2) returning errors starts getting a bit funky. what happens if some of
the operations fail? like a create or conditional set. not a big problem
to decide and implement, but i think it makes it harder to use. (there
will be use cases to motivate all sorts of different choices: abort the
whole thing on any failures, execute everything an return results, fail
everything after first failure, etc)
3) if we ever get to partitioned namespace, it will be very hard to do
transactions across partitions. we will probably relax ordering across
partitions, so you could argue that we wouldn't support transactions
either, but then the question comes back to how do you reflect this back
to the user?
perhaps, we may want to broach this in the future, but i would rather
get things like ZOOKEEPER-22 in before we complicate things.
On 03/30/2010 01:29 PM, Henry Robinson wrote:
[Moving to dev]
Although I'm in total agreement with the idea of "no complexity until it's
necessary" I don't see that there's a really strong technical reason not to
include this primitive. It's very similar to the multi-get style API that,
say, memcache gives you.
zoo_multi_test_and_set(List<int> versions, List<string> znodes, List<byte>
would be an example API, and seems to me like it could be implemented in the
same way as a single set_data call. I definitely don't support any kind of
multiple-call api (like transactions) because it doesn't fit with the
ZooKeeper one method call = 1 linearization point model. I really do
recommend the Sinfonia paper from SOSP '07 for those that haven't read it (
a nice implementation of these kinds of ideas.
A supporting argument is this: if this *is* very hard to implement
currently, I think we could expend some effort to make it easier. Decoupling
operations on the data tree and voting for them further (and also decoupling
session management and data tree updates) would be a worthwhile cleanup for
3.4.0. It would be really cool to be able to put a different storage engine
behind ZK (I can think of many examples!) with a minimum of effort. At the
same time, there are some API calls that I might find useful (get minimum
sequential node, for example) whose prototyping and implementation would be
On 30 March 2010 13:00, Benjamin Reed<br...@yahoo-inc.com> wrote:
i agree with ted. i think he points out some disadvantages with trying do
do more. there is a slippery slope with these kinds of things. the
implementation is complicated enough even with the simple model that we use.
On 03/29/2010 08:34 PM, Ted Dunning wrote:
I perhaps should not have said power, except insofar as ZK's strengths are
in reliability which derives from simplicity.
There are essentially two common ways to implement multi-node update. The
first is the tradtional db style with begin-transaction paired with either
commit or a rollback after some number of updates. This is clearly
unacceptable in the ZK world if the updates are sent to the server because
there can be an indefinite delay between the begin and commit.

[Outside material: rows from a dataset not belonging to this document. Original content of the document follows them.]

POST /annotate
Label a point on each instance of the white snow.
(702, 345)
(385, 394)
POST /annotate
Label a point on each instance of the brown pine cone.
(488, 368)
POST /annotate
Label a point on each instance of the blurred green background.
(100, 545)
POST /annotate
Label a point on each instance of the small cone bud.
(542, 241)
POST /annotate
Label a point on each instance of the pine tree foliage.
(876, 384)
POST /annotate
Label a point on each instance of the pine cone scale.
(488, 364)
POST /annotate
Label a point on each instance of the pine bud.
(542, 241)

A second approach is to buffer all of the updates on the client side and
transmit them in a batch to the server to succeed or fail as a group.

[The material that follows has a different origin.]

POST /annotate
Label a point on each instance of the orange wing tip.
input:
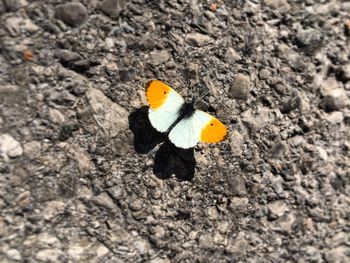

allows updates to be arbitrarily complex which begins to eat away at the
"no-blocking" guarantee a bit.
On Mon, Mar 29, 2010 at 8:08 PM, Henry Robinson<he...@cloudera.com>
Could you say a bit about how you feel ZK would sacrifice power and
reliability through multi-node updates? My view is that it wouldn't:
all operations are executed serially, there's no concurrency to be lost
allowing multi-updates, and there doesn't need to be a 'start / end'
transactional style interface (which I do believe would be very bad).
I could see ZK implement a Sinfonia-style batch operation API which makes
all-or-none updates. The reason I can see that it doesn't already allow
is the avowed intent of the original ZK team to keep the API as simple as
can reasonably be, and to not introduce complexity without need.